[proofplan]
We use Zorn's Lemma. Consider the set of all pairs $(L, \tau)$ where $L$ is an intermediate field $k \subset L \subset K$ and $\tau: L \to \Omega$ is a field embedding extending $\sigma$. This set is non-empty (it contains $(k, \sigma)$) and is partially ordered by extension. We verify that every chain has an upper bound (by taking the union), so Zorn's Lemma yields a maximal element $(M, \tau_M)$. We then show $M = K$ by contradiction: if $M \neq K$, we extend $\tau_M$ to $M(\alpha)$ for some $\alpha \in K \setminus M$, contradicting maximality.
[/proofplan]
[step:Define the partially ordered set of extensions]
Define the set
\begin{align*}
\mathcal{S} = \{(L, \tau) : k \subset L \subset K, \; L \text{ is a subfield of } K, \; \tau: L \to \Omega \text{ is a field embedding}, \; \tau|_k = \sigma\}.
\end{align*}
Equip $\mathcal{S}$ with the partial order $(L_1, \tau_1) \leq (L_2, \tau_2)$ if and only if $L_1 \subset L_2$ and $\tau_2|_{L_1} = \tau_1$. The set $\mathcal{S}$ is non-empty since $(k, \sigma) \in \mathcal{S}$.
[/step]
[step:Verify that every chain in $\mathcal{S}$ has an upper bound]

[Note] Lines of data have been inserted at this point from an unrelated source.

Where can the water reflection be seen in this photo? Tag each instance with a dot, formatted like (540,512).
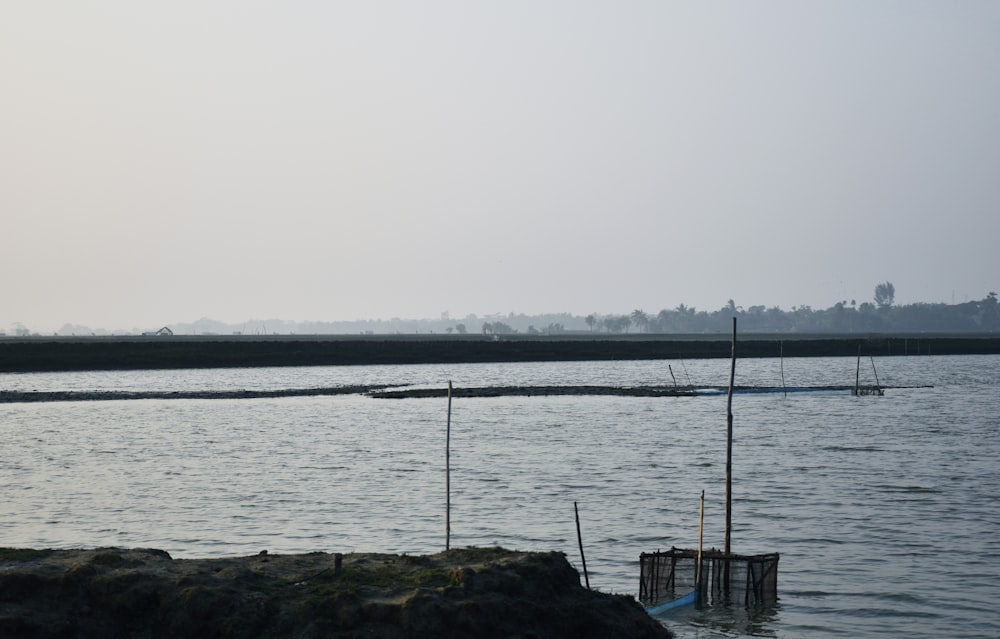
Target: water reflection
(724,621)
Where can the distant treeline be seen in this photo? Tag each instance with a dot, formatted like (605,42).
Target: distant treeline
(981,316)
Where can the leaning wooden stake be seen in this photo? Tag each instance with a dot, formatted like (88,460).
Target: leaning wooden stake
(579,539)
(729,463)
(781,354)
(729,444)
(857,375)
(701,528)
(447,477)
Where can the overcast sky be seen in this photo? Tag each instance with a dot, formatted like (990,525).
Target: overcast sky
(306,160)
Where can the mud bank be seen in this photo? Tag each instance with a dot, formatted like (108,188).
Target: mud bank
(486,593)
(205,351)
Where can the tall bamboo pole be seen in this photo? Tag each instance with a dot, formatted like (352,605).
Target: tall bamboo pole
(701,528)
(729,444)
(447,477)
(579,539)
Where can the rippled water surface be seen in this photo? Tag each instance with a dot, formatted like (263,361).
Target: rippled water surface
(885,509)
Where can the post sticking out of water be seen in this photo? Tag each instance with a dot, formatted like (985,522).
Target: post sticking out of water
(447,477)
(857,375)
(579,539)
(729,443)
(781,354)
(701,528)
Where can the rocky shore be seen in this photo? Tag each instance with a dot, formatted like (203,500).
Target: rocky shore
(37,354)
(475,592)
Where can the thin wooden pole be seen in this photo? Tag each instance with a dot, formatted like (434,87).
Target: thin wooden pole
(701,528)
(781,354)
(729,444)
(857,375)
(447,477)
(579,539)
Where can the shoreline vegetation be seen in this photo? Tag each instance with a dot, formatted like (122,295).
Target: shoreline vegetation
(471,592)
(55,354)
(385,392)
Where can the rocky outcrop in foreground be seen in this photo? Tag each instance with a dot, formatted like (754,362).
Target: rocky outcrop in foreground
(473,592)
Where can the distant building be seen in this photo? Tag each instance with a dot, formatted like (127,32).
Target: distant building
(163,331)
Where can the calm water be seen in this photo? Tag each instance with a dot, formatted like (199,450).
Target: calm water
(885,509)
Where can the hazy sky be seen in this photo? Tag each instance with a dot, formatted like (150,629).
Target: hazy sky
(307,160)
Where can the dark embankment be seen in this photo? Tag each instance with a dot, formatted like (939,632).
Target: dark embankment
(485,593)
(158,352)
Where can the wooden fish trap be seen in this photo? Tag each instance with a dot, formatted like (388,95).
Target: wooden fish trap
(725,578)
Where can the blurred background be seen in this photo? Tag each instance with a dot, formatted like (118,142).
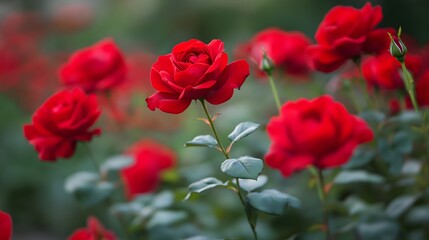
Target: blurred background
(38,36)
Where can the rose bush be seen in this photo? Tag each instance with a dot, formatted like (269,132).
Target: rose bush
(346,33)
(318,132)
(194,70)
(150,160)
(96,68)
(285,49)
(63,120)
(93,231)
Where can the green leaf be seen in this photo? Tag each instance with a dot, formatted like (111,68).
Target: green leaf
(272,201)
(163,218)
(400,204)
(243,167)
(249,184)
(346,177)
(117,163)
(242,130)
(202,141)
(203,185)
(87,189)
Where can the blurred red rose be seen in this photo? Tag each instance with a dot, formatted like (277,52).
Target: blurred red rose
(194,70)
(5,226)
(422,89)
(95,68)
(60,122)
(319,132)
(384,71)
(285,49)
(345,33)
(94,231)
(150,159)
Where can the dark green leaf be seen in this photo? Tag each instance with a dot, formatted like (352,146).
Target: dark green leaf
(242,130)
(346,177)
(203,185)
(250,184)
(243,167)
(272,201)
(202,141)
(117,163)
(400,204)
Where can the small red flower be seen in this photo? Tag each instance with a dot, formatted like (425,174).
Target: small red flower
(150,159)
(384,71)
(94,231)
(285,49)
(96,68)
(62,121)
(194,70)
(5,226)
(319,132)
(346,33)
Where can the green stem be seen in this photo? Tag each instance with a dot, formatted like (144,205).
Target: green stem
(322,195)
(274,90)
(409,85)
(91,156)
(226,154)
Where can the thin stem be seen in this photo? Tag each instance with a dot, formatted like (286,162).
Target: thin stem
(91,156)
(409,85)
(274,90)
(322,195)
(226,154)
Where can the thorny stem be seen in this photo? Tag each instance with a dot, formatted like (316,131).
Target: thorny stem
(226,154)
(274,90)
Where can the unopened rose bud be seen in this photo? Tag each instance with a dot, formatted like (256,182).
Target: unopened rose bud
(267,65)
(397,47)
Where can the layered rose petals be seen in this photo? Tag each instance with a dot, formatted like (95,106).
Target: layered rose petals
(285,49)
(95,68)
(63,120)
(150,160)
(346,33)
(317,132)
(93,231)
(194,70)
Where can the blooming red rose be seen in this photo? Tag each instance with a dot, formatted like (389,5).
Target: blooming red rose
(5,226)
(96,68)
(285,49)
(319,132)
(94,231)
(194,70)
(150,159)
(384,71)
(345,33)
(60,122)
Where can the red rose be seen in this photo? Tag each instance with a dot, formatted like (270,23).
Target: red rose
(384,71)
(317,132)
(94,231)
(150,159)
(5,226)
(345,33)
(422,89)
(60,122)
(194,70)
(285,49)
(96,68)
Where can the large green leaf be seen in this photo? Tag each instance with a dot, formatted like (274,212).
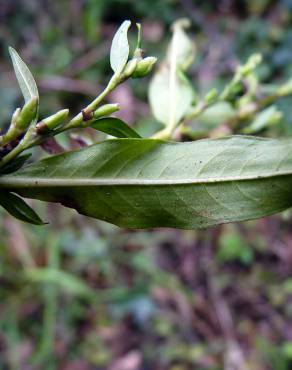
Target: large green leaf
(150,183)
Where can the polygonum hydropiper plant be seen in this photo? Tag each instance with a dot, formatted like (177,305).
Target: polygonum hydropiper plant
(153,182)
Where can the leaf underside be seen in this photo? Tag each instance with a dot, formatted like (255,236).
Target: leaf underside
(150,183)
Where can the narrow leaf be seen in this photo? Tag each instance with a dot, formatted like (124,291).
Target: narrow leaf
(164,100)
(115,127)
(170,92)
(18,208)
(25,78)
(120,49)
(143,183)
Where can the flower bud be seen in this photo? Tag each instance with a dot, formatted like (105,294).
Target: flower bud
(27,114)
(105,110)
(253,61)
(15,116)
(130,68)
(52,122)
(144,66)
(211,96)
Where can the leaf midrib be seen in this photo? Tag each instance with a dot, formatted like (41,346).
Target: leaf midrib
(10,181)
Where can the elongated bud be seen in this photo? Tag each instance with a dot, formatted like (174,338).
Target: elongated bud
(211,96)
(27,114)
(144,66)
(106,110)
(130,68)
(15,116)
(50,123)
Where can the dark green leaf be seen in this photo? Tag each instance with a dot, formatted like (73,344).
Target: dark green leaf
(14,165)
(142,183)
(18,208)
(115,127)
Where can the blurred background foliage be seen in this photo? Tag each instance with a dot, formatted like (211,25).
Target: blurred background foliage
(81,294)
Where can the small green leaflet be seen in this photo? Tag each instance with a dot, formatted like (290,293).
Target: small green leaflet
(18,208)
(115,127)
(120,49)
(25,78)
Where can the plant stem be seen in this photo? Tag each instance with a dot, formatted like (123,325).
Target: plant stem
(31,137)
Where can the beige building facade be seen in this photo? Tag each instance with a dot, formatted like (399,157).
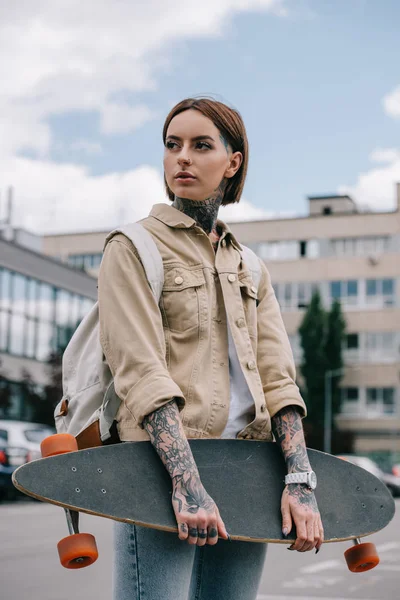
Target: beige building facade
(346,254)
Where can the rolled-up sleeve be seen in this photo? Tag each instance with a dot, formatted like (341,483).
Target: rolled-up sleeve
(131,333)
(274,354)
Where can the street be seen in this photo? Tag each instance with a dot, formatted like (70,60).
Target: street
(30,567)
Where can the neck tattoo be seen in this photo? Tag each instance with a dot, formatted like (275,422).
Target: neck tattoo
(204,212)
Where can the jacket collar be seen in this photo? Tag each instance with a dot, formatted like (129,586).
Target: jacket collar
(175,218)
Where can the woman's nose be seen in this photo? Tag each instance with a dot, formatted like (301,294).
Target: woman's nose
(184,159)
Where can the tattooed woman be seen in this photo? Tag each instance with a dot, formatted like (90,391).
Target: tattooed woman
(212,360)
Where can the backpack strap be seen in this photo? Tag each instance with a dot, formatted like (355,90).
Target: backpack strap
(148,252)
(154,269)
(252,263)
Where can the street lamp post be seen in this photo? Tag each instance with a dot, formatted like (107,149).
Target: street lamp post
(328,408)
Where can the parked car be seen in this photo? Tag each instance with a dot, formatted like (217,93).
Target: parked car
(10,459)
(19,434)
(396,470)
(391,481)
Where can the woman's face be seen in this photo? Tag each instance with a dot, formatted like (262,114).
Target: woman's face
(195,149)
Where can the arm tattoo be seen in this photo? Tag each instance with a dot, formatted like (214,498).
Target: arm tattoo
(204,212)
(288,431)
(166,433)
(164,427)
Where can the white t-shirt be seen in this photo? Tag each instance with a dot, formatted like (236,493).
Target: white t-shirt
(241,409)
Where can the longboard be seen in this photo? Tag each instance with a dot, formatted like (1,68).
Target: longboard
(127,482)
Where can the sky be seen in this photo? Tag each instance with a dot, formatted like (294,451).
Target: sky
(86,86)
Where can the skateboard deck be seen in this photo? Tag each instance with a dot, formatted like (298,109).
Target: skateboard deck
(127,482)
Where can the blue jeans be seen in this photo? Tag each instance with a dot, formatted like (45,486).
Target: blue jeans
(156,565)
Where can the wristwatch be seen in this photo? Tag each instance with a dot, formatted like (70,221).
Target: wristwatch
(309,478)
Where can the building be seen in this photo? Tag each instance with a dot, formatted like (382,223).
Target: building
(41,302)
(346,254)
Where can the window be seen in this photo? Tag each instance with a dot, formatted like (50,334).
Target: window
(381,292)
(32,313)
(335,289)
(5,289)
(351,394)
(381,401)
(372,287)
(85,261)
(352,341)
(346,291)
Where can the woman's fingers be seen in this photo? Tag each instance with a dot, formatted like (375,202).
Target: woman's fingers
(183,531)
(212,538)
(221,527)
(193,535)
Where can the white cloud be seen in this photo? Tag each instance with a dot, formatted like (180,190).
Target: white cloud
(384,155)
(87,147)
(376,188)
(391,103)
(123,118)
(59,57)
(243,211)
(67,198)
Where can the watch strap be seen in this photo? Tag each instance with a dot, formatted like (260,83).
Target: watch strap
(296,478)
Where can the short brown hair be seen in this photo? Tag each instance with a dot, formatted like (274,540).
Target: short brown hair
(230,124)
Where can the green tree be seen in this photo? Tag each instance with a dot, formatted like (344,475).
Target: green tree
(321,335)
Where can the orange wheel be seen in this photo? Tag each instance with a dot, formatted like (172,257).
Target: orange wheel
(59,443)
(361,557)
(77,551)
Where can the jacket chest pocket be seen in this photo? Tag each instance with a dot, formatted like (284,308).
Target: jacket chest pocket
(181,298)
(249,299)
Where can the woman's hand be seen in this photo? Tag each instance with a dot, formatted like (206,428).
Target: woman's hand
(299,506)
(197,515)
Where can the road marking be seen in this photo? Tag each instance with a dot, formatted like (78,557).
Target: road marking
(264,597)
(327,564)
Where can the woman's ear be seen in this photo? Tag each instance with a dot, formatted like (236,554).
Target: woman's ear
(236,160)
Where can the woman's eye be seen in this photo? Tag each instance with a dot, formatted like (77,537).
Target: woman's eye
(203,145)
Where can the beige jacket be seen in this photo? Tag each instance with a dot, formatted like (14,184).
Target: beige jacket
(180,348)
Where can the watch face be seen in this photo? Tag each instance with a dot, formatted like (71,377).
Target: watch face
(313,480)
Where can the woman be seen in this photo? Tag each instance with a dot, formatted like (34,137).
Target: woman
(212,360)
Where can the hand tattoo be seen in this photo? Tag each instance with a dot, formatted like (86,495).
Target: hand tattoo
(288,431)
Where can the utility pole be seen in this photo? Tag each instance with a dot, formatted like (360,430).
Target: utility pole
(328,408)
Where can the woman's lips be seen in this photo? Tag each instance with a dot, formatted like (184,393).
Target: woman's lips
(185,179)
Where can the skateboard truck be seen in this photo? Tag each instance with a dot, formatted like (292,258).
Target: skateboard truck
(362,556)
(72,521)
(78,550)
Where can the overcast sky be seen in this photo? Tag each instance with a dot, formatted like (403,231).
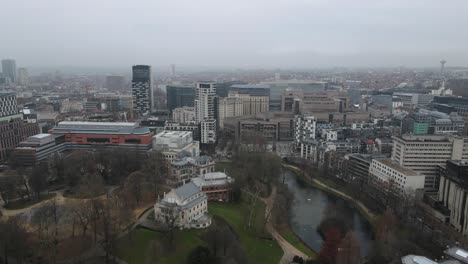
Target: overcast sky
(235,33)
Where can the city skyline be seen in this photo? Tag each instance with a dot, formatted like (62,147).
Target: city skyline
(293,34)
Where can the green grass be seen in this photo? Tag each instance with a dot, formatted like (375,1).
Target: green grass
(21,204)
(292,238)
(258,250)
(257,247)
(137,250)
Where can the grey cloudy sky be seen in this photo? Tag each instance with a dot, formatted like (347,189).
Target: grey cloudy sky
(235,33)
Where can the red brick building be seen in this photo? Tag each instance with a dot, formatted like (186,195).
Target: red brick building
(216,185)
(107,134)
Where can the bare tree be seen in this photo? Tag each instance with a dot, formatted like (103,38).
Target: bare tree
(14,240)
(134,185)
(349,251)
(171,216)
(46,221)
(38,179)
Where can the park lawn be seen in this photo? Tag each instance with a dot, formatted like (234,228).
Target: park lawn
(21,204)
(292,238)
(258,250)
(136,250)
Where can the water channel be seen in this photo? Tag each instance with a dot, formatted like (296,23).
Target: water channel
(310,207)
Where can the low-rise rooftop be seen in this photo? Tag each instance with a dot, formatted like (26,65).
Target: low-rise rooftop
(399,168)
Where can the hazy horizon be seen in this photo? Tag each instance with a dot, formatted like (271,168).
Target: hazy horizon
(252,34)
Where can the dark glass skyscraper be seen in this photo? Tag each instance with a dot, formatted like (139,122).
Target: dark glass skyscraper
(142,90)
(179,96)
(9,69)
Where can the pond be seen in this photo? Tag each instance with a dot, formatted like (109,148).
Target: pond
(312,205)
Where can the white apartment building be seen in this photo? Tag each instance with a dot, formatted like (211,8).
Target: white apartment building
(403,179)
(208,131)
(205,111)
(230,106)
(205,101)
(185,206)
(184,115)
(305,128)
(252,104)
(424,153)
(329,135)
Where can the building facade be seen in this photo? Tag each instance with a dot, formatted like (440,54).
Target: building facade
(23,77)
(184,115)
(266,126)
(85,135)
(453,193)
(216,185)
(142,89)
(392,175)
(9,70)
(208,130)
(304,128)
(424,153)
(116,82)
(172,143)
(39,148)
(206,111)
(179,96)
(13,129)
(230,106)
(183,207)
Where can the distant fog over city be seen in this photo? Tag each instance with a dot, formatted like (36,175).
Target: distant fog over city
(235,34)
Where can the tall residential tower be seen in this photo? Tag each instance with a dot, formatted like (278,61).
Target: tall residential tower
(142,90)
(206,111)
(9,69)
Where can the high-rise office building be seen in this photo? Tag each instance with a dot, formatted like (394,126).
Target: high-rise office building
(205,101)
(9,69)
(13,129)
(206,111)
(424,153)
(115,82)
(142,89)
(179,96)
(230,106)
(173,70)
(305,128)
(23,76)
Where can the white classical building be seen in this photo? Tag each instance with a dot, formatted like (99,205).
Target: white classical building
(403,179)
(183,207)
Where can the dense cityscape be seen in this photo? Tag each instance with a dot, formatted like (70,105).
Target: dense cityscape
(233,132)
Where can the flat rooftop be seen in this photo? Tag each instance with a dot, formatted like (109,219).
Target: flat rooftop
(43,135)
(457,253)
(86,123)
(397,167)
(99,128)
(423,138)
(173,134)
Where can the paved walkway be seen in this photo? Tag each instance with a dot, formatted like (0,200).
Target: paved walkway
(289,251)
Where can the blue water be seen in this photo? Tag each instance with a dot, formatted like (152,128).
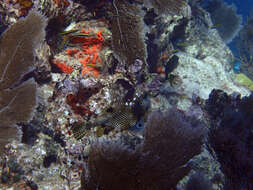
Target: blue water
(243,7)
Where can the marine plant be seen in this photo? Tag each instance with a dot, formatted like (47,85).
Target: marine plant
(17,95)
(230,137)
(170,140)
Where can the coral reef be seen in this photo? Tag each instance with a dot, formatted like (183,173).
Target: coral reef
(104,70)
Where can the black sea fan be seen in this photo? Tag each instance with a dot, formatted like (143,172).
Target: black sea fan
(18,97)
(231,138)
(170,140)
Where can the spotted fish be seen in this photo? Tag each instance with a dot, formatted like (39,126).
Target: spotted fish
(119,120)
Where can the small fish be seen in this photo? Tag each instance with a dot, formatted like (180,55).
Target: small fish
(68,32)
(175,50)
(182,44)
(237,66)
(120,119)
(80,34)
(215,26)
(94,66)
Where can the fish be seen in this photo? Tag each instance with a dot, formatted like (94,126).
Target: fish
(68,32)
(215,26)
(119,119)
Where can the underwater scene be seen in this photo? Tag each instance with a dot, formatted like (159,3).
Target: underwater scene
(126,95)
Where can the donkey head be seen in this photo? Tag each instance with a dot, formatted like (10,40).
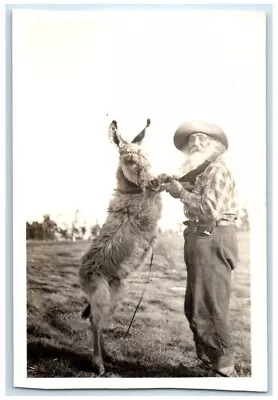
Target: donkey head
(134,171)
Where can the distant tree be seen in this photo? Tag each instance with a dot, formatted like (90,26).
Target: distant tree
(49,228)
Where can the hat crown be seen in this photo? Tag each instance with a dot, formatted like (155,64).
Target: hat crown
(189,127)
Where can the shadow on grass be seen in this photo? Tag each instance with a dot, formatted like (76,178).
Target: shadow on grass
(81,362)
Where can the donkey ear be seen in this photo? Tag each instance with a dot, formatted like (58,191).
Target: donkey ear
(114,135)
(138,139)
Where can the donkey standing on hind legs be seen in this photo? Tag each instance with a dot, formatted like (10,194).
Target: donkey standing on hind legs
(126,238)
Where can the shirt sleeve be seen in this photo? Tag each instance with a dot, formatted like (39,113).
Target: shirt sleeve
(217,192)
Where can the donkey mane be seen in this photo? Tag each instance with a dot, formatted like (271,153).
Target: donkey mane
(126,238)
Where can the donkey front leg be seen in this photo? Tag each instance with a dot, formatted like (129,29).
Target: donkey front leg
(97,344)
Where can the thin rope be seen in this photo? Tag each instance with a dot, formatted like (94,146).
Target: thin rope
(138,305)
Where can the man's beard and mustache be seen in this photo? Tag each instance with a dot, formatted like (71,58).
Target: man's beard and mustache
(196,156)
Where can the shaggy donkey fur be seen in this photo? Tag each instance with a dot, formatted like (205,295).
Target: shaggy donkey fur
(126,239)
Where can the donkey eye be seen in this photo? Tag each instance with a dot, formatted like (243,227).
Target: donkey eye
(130,160)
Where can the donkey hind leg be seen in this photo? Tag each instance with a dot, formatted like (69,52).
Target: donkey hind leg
(100,306)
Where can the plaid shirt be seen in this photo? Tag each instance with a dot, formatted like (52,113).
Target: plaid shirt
(213,196)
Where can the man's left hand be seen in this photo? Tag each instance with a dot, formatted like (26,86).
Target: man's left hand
(174,189)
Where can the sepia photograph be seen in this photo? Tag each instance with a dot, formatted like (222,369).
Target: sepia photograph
(139,173)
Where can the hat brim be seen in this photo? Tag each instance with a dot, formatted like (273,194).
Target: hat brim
(183,132)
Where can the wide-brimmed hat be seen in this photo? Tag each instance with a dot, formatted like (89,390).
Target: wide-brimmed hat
(188,128)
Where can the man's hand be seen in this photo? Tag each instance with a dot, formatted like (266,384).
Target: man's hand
(174,189)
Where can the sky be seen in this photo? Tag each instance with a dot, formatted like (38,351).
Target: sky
(71,69)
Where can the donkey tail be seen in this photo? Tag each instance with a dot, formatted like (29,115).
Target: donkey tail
(86,312)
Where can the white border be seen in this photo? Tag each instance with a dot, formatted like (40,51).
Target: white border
(258,381)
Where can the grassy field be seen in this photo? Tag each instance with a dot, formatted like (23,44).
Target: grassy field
(159,343)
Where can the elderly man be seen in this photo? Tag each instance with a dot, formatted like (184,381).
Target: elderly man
(210,246)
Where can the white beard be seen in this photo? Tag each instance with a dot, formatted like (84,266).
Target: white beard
(195,159)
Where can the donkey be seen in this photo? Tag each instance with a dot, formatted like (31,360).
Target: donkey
(126,238)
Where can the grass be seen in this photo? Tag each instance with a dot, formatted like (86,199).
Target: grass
(159,340)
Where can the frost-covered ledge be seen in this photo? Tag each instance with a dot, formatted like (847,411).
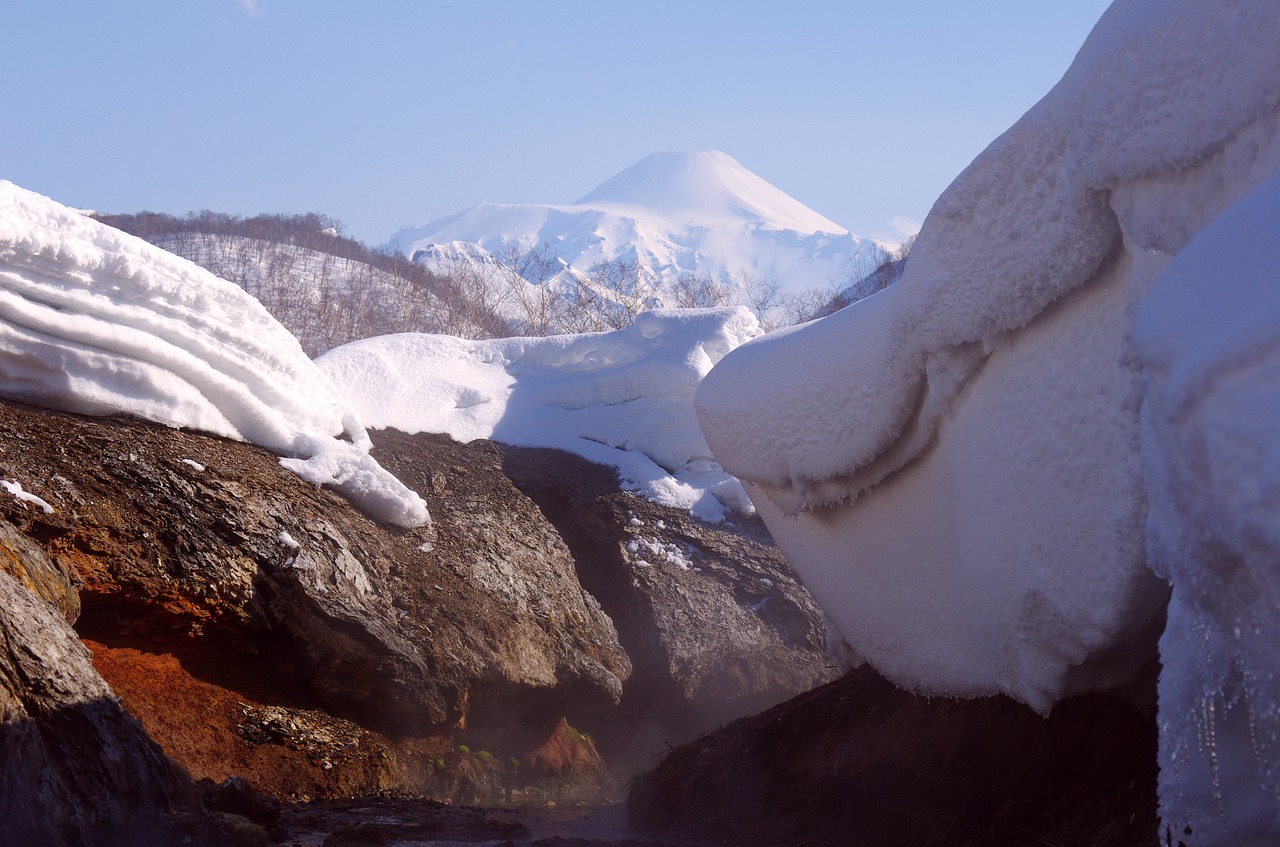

Let $\{(L_i, \tau_i)\}_{i \in I}$ be a totally ordered chain in $\mathcal{S}$. Define $L = \bigcup_{i \in I} L_i$ and define $\tau: L \to \Omega$ by $\tau(x) = \tau_i(x)$ whenever $x \in L_i$. This is well-defined: if $x \in L_i \cap L_j$ and $(L_i, \tau_i) \leq (L_j, \tau_j)$, then $\tau_j(x) = \tau_i(x)$ since $\tau_j$ extends $\tau_i$.
We verify that $L$ is a subfield of $K$: for any $x, y \in L$, there exist $i, j \in I$ with $x \in L_i$ and $y \in L_j$. Since the chain is totally ordered, either $L_i \subset L_j$ or $L_j \subset L_i$. In either case, $x$ and $y$ both lie in a single $L_m$, so $x - y$, $xy$, and $x^{-1}$ (for $x \neq 0$) all lie in $L_m \subset L$.
The map $\tau$ is a field homomorphism: for any $x, y \in L$, choosing $m$ with $x, y \in L_m$, we have $\tau(x + y) = \tau_m(x + y) = \tau_m(x) + \tau_m(y) = \tau(x) + \tau(y)$, and similarly for multiplication. Since $\tau$ is a field homomorphism between fields, it is injective (its kernel is an ideal of $L$, hence $\{0\}$). Moreover, $\tau|_k = \sigma$ since each $\tau_i$ extends $\sigma$. Therefore $(L, \tau) \in \mathcal{S}$ and $(L_i, \tau_i) \leq (L, \tau)$ for all $i \in I$.
[guided]
We need to verify the hypothesis of Zorn's Lemma: every chain has an upper bound. The natural candidate is the union of all fields in the chain with the map defined piecewise.
Let $\{(L_i, \tau_i)\}_{i \in I}$ be a totally ordered chain in $\mathcal{S}$. Set $L = \bigcup_{i \in I} L_i$. Why is this a field? Given any two elements $x, y \in L$, there exist indices $i, j$ with $x \in L_i$ and $y \in L_j$. Since the chain is totally ordered, WLOG $L_i \subset L_j$, so both $x, y \in L_j$. Since $L_j$ is a field, all field operations on $x, y$ yield elements of $L_j \subset L$. This argument works for addition, multiplication, subtraction, and division (when the denominator is non-zero).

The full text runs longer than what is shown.